Report on Static Analysis Tools by Shaheeda Parveen, CSE 584

The use of Program Dependence Graphs in Software Engineering

This paper describes the program dependence graph and discusses how program dependence graphs together with operations such as program slicing, can form the basis for powerful programming tools that aids in I)understanding what an existing program does and how it works ii)understanding the differences between several versions of a program iii)integration of different programs into one program. This paper categorizes the problems mentioned above into three classes I)slicing problems if the problem involves one program ii)Differencing problems if the problem involves two programs and iii)Integration problems if it involves three or more programs. Most of the solutions to these problems proposed in this paper depend on the static analysis of the programs.
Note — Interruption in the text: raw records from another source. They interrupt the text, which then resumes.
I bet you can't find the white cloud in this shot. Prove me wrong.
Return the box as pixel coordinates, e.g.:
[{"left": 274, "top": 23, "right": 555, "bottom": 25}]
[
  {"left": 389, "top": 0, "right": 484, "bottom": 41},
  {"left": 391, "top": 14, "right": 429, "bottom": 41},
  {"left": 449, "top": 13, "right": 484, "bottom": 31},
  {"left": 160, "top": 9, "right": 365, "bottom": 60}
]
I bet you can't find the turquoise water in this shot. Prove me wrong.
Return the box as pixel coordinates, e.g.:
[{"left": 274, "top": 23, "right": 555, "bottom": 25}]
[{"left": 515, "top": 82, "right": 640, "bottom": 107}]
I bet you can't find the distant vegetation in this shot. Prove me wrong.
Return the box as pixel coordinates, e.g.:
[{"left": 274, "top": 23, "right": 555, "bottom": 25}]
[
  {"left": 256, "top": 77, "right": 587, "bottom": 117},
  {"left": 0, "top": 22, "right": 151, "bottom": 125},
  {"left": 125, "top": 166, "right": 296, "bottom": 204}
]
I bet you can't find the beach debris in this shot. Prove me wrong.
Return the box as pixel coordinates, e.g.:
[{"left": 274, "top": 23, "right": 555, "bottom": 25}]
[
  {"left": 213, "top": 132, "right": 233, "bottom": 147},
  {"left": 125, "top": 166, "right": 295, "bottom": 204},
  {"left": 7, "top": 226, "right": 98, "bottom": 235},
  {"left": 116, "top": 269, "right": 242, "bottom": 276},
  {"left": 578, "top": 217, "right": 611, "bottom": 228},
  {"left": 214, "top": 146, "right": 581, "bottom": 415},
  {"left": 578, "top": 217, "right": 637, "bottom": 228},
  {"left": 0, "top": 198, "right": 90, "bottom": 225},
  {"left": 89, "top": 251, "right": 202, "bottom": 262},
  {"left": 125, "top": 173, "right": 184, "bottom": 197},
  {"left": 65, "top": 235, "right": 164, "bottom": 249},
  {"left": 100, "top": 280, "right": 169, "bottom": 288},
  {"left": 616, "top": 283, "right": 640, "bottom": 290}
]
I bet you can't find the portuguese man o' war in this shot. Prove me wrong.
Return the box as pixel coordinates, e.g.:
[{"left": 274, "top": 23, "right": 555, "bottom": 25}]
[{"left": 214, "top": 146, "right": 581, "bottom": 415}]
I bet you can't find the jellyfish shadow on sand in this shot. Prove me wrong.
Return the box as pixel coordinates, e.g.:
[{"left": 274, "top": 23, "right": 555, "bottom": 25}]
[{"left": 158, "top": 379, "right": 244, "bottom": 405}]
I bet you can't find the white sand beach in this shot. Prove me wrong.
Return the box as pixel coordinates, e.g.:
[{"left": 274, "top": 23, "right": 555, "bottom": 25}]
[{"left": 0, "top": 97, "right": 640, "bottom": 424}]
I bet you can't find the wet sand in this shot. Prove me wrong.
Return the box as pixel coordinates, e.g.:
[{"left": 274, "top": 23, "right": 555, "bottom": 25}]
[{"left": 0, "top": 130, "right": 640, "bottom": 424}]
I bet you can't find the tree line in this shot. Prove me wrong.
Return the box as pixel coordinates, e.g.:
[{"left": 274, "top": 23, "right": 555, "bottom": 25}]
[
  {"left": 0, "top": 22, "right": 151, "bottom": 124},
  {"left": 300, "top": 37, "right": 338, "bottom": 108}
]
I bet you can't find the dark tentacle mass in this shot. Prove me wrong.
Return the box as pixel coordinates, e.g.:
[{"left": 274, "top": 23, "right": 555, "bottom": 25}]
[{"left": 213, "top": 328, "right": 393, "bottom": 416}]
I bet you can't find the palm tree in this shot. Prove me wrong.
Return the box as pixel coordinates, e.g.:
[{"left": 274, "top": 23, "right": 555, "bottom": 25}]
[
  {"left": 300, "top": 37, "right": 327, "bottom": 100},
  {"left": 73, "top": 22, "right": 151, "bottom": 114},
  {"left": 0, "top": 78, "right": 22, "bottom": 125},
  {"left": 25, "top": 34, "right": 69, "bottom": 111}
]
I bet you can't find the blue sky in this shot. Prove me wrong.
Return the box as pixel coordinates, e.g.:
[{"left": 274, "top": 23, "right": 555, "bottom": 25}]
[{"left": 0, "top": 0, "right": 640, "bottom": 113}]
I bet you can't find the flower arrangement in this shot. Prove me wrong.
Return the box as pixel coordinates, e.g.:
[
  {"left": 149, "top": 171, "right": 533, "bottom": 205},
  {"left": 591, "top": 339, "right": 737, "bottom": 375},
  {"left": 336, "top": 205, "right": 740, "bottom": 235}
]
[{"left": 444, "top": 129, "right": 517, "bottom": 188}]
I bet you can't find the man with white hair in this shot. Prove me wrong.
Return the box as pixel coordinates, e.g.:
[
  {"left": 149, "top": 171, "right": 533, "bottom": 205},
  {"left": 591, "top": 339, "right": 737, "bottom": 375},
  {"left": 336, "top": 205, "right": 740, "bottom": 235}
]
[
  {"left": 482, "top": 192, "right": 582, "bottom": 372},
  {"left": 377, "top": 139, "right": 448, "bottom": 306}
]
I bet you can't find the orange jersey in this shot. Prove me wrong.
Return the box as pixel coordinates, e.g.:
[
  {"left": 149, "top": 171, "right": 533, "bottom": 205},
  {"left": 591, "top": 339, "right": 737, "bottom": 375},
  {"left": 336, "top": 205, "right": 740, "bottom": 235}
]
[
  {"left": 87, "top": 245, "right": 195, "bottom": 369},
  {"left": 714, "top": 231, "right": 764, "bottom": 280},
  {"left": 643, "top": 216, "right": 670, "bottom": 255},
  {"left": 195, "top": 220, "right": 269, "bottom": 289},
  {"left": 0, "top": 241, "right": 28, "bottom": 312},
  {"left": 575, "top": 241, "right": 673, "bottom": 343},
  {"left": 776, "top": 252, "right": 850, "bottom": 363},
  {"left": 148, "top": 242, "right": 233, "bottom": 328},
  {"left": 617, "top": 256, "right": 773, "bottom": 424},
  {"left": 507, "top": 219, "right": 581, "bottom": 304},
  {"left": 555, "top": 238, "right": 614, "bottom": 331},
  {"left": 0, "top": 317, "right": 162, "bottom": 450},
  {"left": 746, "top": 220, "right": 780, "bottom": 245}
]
One of the solutions is using Dependence Graphs. There are two different kinds of dependence graphs presented with some examples. I)Program dependence graphs which represent single procedure programs and ii)System dependence graphs to analyze programs with multiple procedures and functions. There is also a variation of Dependency graphs called Program Representation Graphs, defined in this paper, combine features of program dependence graphs and static single assignment forms. Algorithms to solve slicing problems for single-procedure and multi-procedure programs are discussed with examples. The algorithm for solving single-procedure slicing involves computing forward and backward slicing using traversals of program dependence graphs. This algorithm has a draw-back caused as a result of not accounting for calling context. The algorithm for multi-procedure uses system dependence graphs that correctly handles the calling-context problem and involves two passes.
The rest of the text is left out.